In order to have a reasonable estimate of the smooth 2D surface, GAMs
require fairly large amount of observations. As a result, run time
can be an issue -- especially when modeling 2.5 million observations!
Thankfully, the \code{bam} function has a \code{cluster} argument
which allows one to distribute computations across multiple cores
using the built in \pkg{parallel} package.
%
\begin{Schunk}
\begin{Sinput}
library(parallel)
cl <- makeCluster(detectCores() - 1)
library(mgcv)
m <- bam(strike ~ interaction(stand, p_throws, inning_side) +
s(px, pz, by = interaction(stand, p_throws, inning_side)),
data = decisions, family = binomial(link = 'logit'), cluster = cl)
\end{Sinput}
\end{Schunk}
%
This formula models the probability of a strike as a function of the
baseball's spatial location, the batter's stance, the pitcher's throwing
arm, and the side of the inning. Since home pitchers always pitch
during the top of the inning, \code{inning\_side} also serves as
an indication of whether a pitch is thrown by a home pitcher. In this
case, the \code{interaction} function creates a factor with eight
different levels since every input factor has two levels. Consequently,
there are 8 different levels of smooth surfaces over the spatial region
defined by \code{px} and \code{pz}.
The fitted model \code{m} contains a lot of information which \code{strikeFX}
uses in conjunction with any \pkg{ggplot2} facet commands to infer
which and how surfaces should be plotted. In particular, the \code{var.summary}
is used to identify model covariates, as well their default conditioning
values. In our case, the majority of \code{decisions} are from right-handed
pitchers and the top of the inning. Thus, the default conditioning
values are \code{"top"} for \code{inning\_side} and \code{"R"}
for \code{p\_throws}. If different conditioning values are desired,
\code{var.summary} can be modified accordingly. To demonstrate, Figure~\ref{fig:strike-probs}
shows 2 of the 8 possible surfaces that correspond to a right-handed
\emph{away} pitcher.
%
\begin{Schunk}
\begin{Sinput}
away <- list(inning_side = factor("bottom", levels = c("top", "bottom")))

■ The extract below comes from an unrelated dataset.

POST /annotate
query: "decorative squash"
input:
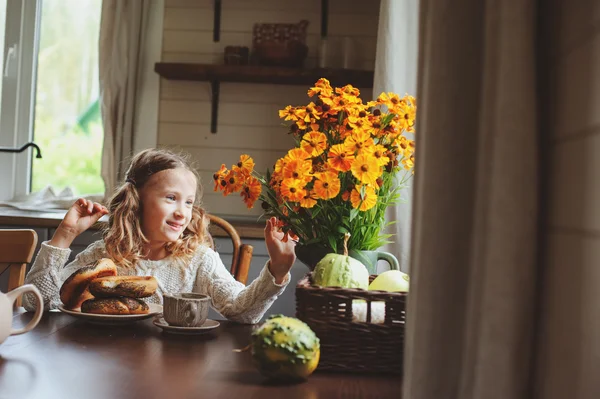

m$var.summary <- modifyList(m$var.summary, away)
strikeFX(decisions, model = m, layer = facet_grid(. ~ stand, labeller = relabel))
\end{Sinput}
\end{Schunk}
%
\begin{figure}[h]
\centerline{\includegraphics[width=0.95\textwidth]{prob-strike.pdf}}
\caption{\label{fig:strike-probs}Probability that a right-handed away pitcher
receives a called strike (provided the umpire has to make a decision).
Plots are faceted by the handedness of the batter.}
\end{figure}
Using the same intuition exploited earlier to obtain differenced density
plots, we can easily obtain differenced probability plots. To obtain
Figure~\ref{fig:diff-probs}, we simply add \code{p\_throws} as
another facet variable and \code{inning\_side} as a differencing
variable. In this case, conditioning values do not matter since every
one of the 8 surfaces are required in order to produce Figure~\ref{fig:diff-probs}.
%
\begin{Schunk}
\begin{Sinput}
# Function to create better labels for both stand and p_throws
relabel2 <- function(variable, value) {
if (variable %in% "stand")
return(sub("^L$", "Left-Handed Batter",
sub("^R$", "Right-Handed Batter", value)))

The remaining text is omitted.